# Text Preprocessing and Word2Vec Representation
## Agenda:
* 1- **Introduction** - Overview of text preprocessing and Word2Vec.
* 2- **Arabic Text Preprocessing** - Explanation and implementation.
* 3- **English Text Preprocessing** - Explanation and implementation.
* 4- **Word2Vec Representation** - Explanation and implementation.
* 5- **Embedding Visualization** - Applying t-SNE for 2D scatter plot.
* 6- **Summary** - Reflection and key takeaways.

# 1- **Introduction**
In this notebook,
> 1- **we will preprocess two texts**,
 
 >> 1- arabic_text = "مرحباً بكم في AI، انه ممتع جدا ورائع! 😉 هذا نص تجريبي باللغة العربية."
 
 >> 2- english_text = "Hello, welcome to AI! It's super fun & amaizing :) This is a test text."

 > 2- **generate Word2Vec embeddings**
 
 > 3- **visualize them using t-SNE**.

# **2- Arabic Text Preprocessing**
> Arabic text often contains diacritics, punctuation, and a mix of English and Arabic words.
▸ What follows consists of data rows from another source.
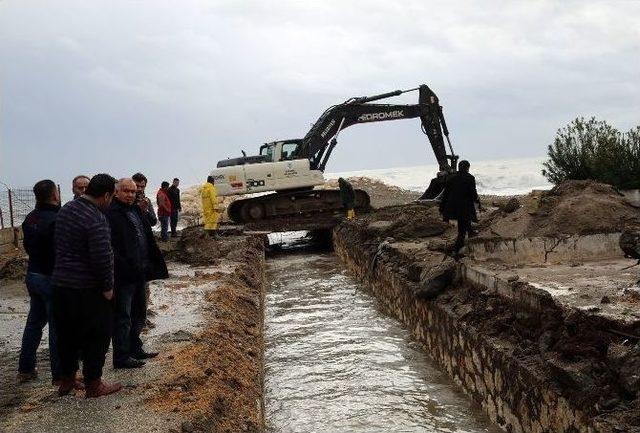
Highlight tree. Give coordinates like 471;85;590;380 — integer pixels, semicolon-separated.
542;117;640;189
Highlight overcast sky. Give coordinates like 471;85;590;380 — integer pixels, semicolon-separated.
0;0;640;190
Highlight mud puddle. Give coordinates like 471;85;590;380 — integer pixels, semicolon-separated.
265;254;500;432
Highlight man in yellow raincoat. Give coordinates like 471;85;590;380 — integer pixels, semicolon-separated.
200;176;220;237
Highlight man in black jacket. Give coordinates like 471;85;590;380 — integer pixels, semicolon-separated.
167;177;182;238
18;179;64;387
107;178;168;368
338;177;356;219
440;161;481;255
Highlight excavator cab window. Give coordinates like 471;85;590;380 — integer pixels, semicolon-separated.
280;143;299;161
260;144;275;162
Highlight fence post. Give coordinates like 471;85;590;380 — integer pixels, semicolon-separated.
7;189;14;227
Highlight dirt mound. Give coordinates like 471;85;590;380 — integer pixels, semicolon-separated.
321;176;421;208
0;250;27;280
146;238;264;433
362;203;449;240
172;226;258;266
483;180;640;238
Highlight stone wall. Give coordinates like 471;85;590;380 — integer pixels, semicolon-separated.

We'll normalize, tokenize, remove stopwords, and correct spelling issues to prepare the text.

## 2.1- Arabic text

In [31]:
! pip install farasapy
!pip install pyspellchecker
import re
from nltk.corpus import stopwords
from nltk.tokenize import word_tokenize
from farasa.segmenter import FarasaSegmenter
from spellchecker import SpellChecker
import nltk

nltk.download('stopwords')
nltk.download('punkt_tab')

# Sample Arabic text
arabic_text = "مرحباً بكم في AI، انه ممتع جدا ورائع! 😉 هذا نص تجريبي باللغة العربية."
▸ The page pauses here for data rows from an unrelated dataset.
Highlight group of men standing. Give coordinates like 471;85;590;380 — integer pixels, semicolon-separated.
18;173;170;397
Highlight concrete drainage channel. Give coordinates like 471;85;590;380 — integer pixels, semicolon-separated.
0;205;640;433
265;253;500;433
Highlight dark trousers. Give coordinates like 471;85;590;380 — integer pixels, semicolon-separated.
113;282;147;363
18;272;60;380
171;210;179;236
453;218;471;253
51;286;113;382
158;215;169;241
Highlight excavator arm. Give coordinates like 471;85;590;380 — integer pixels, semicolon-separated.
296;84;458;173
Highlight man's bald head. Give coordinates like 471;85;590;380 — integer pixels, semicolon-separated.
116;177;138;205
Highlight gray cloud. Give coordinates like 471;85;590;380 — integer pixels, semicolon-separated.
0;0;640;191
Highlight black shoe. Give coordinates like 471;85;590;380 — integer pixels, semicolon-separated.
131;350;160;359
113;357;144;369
[nltk_data] Downloading package stopwords to
[nltk_data]     C:\Users\Asus\AppData\Roaming\nltk_data...
[nltk_data]   Package stopwords is already up-to-date!
[nltk_data] Downloading package punkt_tab to
[nltk_data]     C:\Users\Asus\AppData\Roaming\nltk_data...
[nltk_data]   Unzipping tokenizers\punkt_tab.zip.


## 2.2- Normalize Text

In [33]:
def normalize_arabic(text):
    text = re.sub(r'[إأآا]', 'ا', text)
    text = re.sub(r'ء|ئ|ؤ', 'ء', text)
    text = re.sub(r'[^\w\s]', '', text)
    text = text.lower()
    return text

normalized_arabic_text = normalize_arabic(arabic_text)
print(arabic_text)
print(normalized_arabic_text)

مرحباً بكم في AI، انه ممتع جدا ورائع! 😉 هذا نص تجريبي باللغة العربية.
مرحبا بكم في ai انه ممتع جدا وراءع  هذا نص تجريبي باللغة العربية


## 2.3- Tokenize and remove stopwords

In [35]:
from nltk.tokenize import word_tokenize
arabic_tokens = word_tokenize(normalized_arabic_text)

arabic_stopwords = set(stopwords.words('arabic'))
cleaned_arabic_tokens = [word for word in arabic_tokens if word not in arabic_stopwords]

print(arabic_text)
print(cleaned_arabic_tokens)

مرحباً بكم في AI، انه ممتع جدا ورائع! 😉 هذا نص تجريبي باللغة العربية.
['مرحبا', 'ai', 'انه', 'ممتع', 'جدا', 'وراءع', 'نص', 'تجريبي', 'باللغة', 'العربية']


## 2.4- Spelling correction

In [40]:
spell = SpellChecker(language='ar')
corrected_arabic_tokens = [spell.correction(word) for word in cleaned_arabic_tokens]

print("Cleaned Arabic Tokens:", corrected_arabic_tokens)

Cleaned Arabic Tokens: ['مرحبا', 'من', 'انه', 'ممتع', 'جدا', 'وراء', 'نص', 'تجريبي', 'باللغة', 'العربية']


# 3- **English Text Preprocessing**
> English text issues include contractions, slang, and punctuation problems. We'll normalize, tokenize, remove stopwords, and correct spelling.

In [43]:
# Sample English text
english_text = "Hello, welcome to AI! It's super fun & amaizing :) This is a test text."

## 3.2- Normalize text

In [46]:
def normalize_english(text):
    text = re.sub(r'[^\w\s]', '', text)
    text = text.lower()
    return text

normalized_english_text = normalize_english(english_text)
print(english_text)
print(normalized_english_text)

Hello, welcome to AI! It's super fun & amaizing :) This is a test text.
hello welcome to ai its super fun  amaizing  this is a test text


## 3.3- Tokenize and remove stopwords

In [49]:
from nltk.tokenize import word_tokenize

english_tokens = word_tokenize(normalized_english_text)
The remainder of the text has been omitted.